Validata Blog: Talk AI-powered Testing

Getting ready for Big Data Testing

As Testers, we need trustworthy data! Data is often the root cause of testing issues; we don’t always have the data we need, which causes blocked test cases, and defects get returned as “data issues.”

Big data will only add complexity to the issue. What data should be stored, and how long should we keep it? What data should be included in analytical processing, and how do we properly prepare it for analysis? Since most Big Data are unstructured, how does Big Data quality look like?

Defining Big Data

Let’s first define Big Data. Gartner, and most of the industry, defines big data as “high volume, high-velocity and/or high-variety information assets that demand cost-effective, innovative forms of information processing that enable enhanced insight, decision making and process automation.” Big data is usually unstructured, which means that it doesn’t have a defined data model and it doesn’t fit into organized columns and rows. Big Data’s defining characteristics are Volume, Velocity and Variety. In other words, you have to process an enormous amount of data of various formats at high speed.

Testers, can you see some test scenarios here? Yes, indeed with big data comes big testing.

Testing Big Data

Gartner says the average organization loses $14.2 million annually through poor Data Quality. Data quality challenges can be overcome by deploying a structured testing approach. At the highest level, a big data testing approach involves both functional and non-functional components, along with strong test data and test environment management to ensure that the data from varied sources is processed error-free and is of good quality.

Functional testing will validate the quality of the data and the processing of it. Test scenarios in data quality include completeness, correctness and lack of duplication. Data processing can be accomplished in three ways— interactive, real-time and batch—but they all involve movement of data. Therefore, all big data testing strategies are based on the extract, transform and load (ETL) process.

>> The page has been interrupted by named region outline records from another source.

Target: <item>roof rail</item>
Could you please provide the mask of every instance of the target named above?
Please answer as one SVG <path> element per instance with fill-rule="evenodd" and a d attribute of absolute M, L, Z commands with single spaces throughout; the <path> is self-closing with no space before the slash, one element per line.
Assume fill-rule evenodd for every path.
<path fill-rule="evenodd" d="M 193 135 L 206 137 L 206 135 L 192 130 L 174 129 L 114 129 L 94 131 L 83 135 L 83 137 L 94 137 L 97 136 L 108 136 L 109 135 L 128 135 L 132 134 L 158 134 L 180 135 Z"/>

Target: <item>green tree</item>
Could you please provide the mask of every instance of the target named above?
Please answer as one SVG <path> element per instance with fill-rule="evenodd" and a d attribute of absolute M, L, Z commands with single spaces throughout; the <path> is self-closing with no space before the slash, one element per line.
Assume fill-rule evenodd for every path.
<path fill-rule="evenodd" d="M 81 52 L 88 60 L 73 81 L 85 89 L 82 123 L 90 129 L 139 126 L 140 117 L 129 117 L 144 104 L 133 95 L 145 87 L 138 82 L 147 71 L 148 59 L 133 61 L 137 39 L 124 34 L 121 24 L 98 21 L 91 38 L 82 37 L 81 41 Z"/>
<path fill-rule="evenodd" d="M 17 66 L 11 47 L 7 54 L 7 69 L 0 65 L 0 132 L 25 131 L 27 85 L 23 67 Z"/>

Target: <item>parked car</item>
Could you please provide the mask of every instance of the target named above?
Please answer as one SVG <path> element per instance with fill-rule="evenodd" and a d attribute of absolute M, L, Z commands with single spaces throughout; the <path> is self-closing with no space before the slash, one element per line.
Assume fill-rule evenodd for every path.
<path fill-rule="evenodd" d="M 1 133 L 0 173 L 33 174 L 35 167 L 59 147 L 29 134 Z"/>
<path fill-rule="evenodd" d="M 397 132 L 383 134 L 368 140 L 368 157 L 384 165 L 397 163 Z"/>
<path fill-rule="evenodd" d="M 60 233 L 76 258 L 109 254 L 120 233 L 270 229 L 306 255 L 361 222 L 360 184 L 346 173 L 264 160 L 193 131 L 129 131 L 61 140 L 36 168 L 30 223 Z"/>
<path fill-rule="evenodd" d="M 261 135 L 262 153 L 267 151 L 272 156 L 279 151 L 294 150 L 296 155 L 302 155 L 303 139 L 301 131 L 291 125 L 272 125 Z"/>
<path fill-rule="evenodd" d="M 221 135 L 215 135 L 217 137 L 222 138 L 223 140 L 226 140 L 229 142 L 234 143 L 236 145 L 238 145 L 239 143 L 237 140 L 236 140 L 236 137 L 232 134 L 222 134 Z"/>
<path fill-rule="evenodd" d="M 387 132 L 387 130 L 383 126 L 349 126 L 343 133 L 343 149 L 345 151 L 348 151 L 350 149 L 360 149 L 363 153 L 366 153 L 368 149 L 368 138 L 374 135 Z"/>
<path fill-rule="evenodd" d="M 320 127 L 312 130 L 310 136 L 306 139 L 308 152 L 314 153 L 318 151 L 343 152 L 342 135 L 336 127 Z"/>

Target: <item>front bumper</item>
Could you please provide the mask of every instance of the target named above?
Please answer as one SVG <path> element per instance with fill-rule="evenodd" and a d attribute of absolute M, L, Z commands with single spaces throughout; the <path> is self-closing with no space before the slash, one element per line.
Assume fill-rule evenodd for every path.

It begins by validating data quality coming from the source databases, validating the transformation or process through which the data is structured and validating the loading.
Big-Data1

ETL testing has three phases. The first phase is the data staging, which is validated by comparing the data coming from the source systems to the data in the staged location. The next phase is the MapReduce validation of the data transformation. MapReduce is the programming model for unstructured data. This testing ensures that the business rules used to aggregate and segregate the data are working properly. The final ETL phase is the output validation phase where the output files from MapReduce are ready to be moved to the data warehouse.

ETL testing, especially testing the speed required for big data, requires automation. Automating Unit, Performance, and UI testing, and making sure there’s a clear visualization of the aggregate results of all testing activities in a single place easily accessible to all stakeholders. The big data regression test suite will be used multiple times so it should be automated and also should be reusable as this will save a lot of money and time during Big Data validations.

The emphasis is not only on managing data complexities and integrity, but also on the performance of the system which will make the data useful. Hence, failover & performance testing of the framework, and data rendition are required to verify the speed in which the system consumes the data, and determine optimum application performance.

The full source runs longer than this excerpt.